I own two weeks at Dik. A 1 BR and a 2 BR. I have been really happy with the trades that I made the first 3 years of ownership (DVC X 3, Bonnet Creek X1, Woodstone at Massanutten, Gaslamp Suites) --- some of these are probably from my Rayburn Country Club ownership. 

It just does not seem that RCI is giving SA timeshares their full value. Next year, I will want to go to Europe or the South Pacific. 

With those destinations in mind, would I be better off depositing with DAE?

elaine


----------



## Laurie (May 17, 2011)

Why not do points for deposit on your Dikhololo weeks? - if you own at a points resort and have a points account. To me that sounds like the best use of Dikhololo weeks anymore. 

DAE could work for Europe or Australia/NZ, but you wouldn't be able to plan very far out - at least that's my experience.
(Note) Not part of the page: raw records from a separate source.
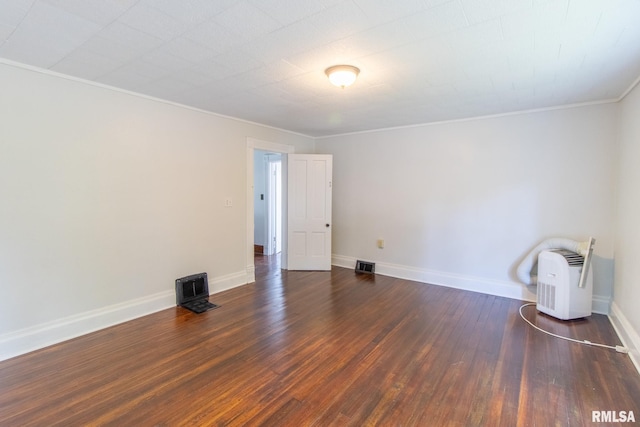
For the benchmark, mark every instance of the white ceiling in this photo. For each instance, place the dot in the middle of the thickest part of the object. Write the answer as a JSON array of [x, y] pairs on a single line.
[[421, 61]]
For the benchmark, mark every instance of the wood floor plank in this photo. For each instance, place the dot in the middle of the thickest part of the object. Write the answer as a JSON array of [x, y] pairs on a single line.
[[322, 349]]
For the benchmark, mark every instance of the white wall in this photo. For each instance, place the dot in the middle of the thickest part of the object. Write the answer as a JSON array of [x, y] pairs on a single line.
[[461, 203], [260, 205], [627, 236], [106, 198]]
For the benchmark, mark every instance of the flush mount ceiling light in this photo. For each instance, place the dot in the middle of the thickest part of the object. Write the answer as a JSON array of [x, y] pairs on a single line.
[[342, 75]]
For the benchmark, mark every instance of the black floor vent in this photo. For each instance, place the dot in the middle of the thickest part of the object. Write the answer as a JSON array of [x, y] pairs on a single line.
[[365, 267]]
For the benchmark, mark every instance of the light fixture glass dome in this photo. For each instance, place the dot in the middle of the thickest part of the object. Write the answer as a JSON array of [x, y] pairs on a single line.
[[342, 75]]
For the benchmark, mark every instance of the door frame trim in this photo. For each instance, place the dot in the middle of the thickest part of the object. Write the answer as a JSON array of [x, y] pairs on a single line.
[[252, 145]]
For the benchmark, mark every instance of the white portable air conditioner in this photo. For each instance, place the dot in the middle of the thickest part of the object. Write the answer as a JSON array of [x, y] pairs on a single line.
[[565, 285]]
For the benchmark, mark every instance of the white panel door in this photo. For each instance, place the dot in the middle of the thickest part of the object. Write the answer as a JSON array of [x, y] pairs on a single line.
[[309, 219]]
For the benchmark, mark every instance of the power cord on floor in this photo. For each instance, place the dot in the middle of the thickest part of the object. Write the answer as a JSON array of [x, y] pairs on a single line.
[[618, 348]]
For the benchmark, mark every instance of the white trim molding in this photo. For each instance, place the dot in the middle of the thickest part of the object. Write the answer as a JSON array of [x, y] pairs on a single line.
[[505, 289], [626, 333], [43, 335], [49, 333]]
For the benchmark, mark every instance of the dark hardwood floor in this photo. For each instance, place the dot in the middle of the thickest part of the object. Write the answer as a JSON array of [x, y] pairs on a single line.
[[327, 349]]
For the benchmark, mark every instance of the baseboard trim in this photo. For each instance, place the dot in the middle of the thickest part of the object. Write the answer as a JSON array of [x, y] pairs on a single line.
[[467, 283], [26, 340], [505, 289], [627, 334]]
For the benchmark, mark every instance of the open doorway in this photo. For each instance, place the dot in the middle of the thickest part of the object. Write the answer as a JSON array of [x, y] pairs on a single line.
[[253, 195], [267, 202]]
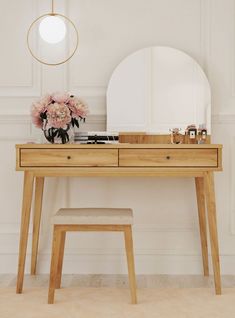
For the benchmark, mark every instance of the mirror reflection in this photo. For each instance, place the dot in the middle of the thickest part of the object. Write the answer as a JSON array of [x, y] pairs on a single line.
[[156, 89]]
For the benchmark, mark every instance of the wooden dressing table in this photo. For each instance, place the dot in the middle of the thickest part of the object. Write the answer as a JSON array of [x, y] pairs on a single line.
[[150, 160]]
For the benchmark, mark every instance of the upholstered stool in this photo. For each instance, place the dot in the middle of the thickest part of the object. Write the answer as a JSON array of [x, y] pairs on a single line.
[[90, 219]]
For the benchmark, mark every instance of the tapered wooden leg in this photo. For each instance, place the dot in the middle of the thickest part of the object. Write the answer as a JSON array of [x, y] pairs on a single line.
[[199, 183], [39, 184], [211, 212], [130, 262], [54, 263], [60, 261], [24, 230]]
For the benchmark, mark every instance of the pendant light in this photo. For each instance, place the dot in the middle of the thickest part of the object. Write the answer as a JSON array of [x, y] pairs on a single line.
[[52, 38]]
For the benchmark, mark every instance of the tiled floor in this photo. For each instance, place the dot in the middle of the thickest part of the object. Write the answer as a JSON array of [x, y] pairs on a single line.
[[119, 281]]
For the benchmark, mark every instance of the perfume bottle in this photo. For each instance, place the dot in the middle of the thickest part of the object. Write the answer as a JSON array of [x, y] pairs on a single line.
[[176, 136], [202, 133], [191, 134]]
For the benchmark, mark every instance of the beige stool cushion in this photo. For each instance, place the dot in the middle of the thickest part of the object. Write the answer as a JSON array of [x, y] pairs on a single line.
[[93, 216]]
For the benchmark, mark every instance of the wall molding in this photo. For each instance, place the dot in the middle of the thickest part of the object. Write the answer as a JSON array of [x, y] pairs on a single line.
[[34, 89], [6, 119]]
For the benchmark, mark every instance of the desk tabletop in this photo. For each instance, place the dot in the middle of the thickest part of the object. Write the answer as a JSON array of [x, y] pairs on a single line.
[[117, 146]]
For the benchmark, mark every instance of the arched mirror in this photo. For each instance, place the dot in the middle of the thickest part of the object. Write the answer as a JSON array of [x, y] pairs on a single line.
[[156, 89]]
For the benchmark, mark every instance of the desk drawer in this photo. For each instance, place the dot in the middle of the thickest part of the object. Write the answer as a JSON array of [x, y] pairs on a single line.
[[168, 157], [68, 157]]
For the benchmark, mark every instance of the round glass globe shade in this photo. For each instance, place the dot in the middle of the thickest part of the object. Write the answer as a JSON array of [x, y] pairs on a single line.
[[52, 29]]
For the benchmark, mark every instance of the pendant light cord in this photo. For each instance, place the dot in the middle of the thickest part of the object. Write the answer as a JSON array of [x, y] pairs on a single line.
[[52, 6]]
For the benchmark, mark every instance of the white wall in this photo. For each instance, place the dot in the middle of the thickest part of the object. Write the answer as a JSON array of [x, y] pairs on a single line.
[[166, 226]]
I've tried to get good European exchanges a few times with DAE, but their inventory is really limited compared to RCI and I tend to plan major trips at least 18 months out. If you're including Aust/NZ in South Pacific, that might be a good match at DAE.


----------



## glypnirsgirl (May 17, 2011)

Thanks, Laurie.

DAE may work well for us for 2013 when we intend to go to South Pacific and maybe Australia. 

Do you know what the point value is for Dik for Points for Deposit? I have both points and weeks accounts. 

I may just have to suck it up and realize it is going to take both units to make one DVC trade - whether it is weeks or PFD.

elaine


----------



## rickandcindy23 (May 17, 2011)

I thought the whole point of the Rayburn/ Dik purchase was in using it for PFD in RCI?  Scott is still selling that on eBay, and the price per point seems very low.


----------



## glypnirsgirl (May 26, 2011)

I think that you may be right, Cindy. I should call Scott and get his help. One of the nice things about buying from him is his continued guidance in making trades. He even called me a couple of weeks ago and left a message about getting together with me to help. I was in a series of trials, appeals, etc. at the time so we weren't able to get together.

When using his suggestions, I have always done well. 

Thank you for reminding me. I think that this will be a big help!

elaine


----------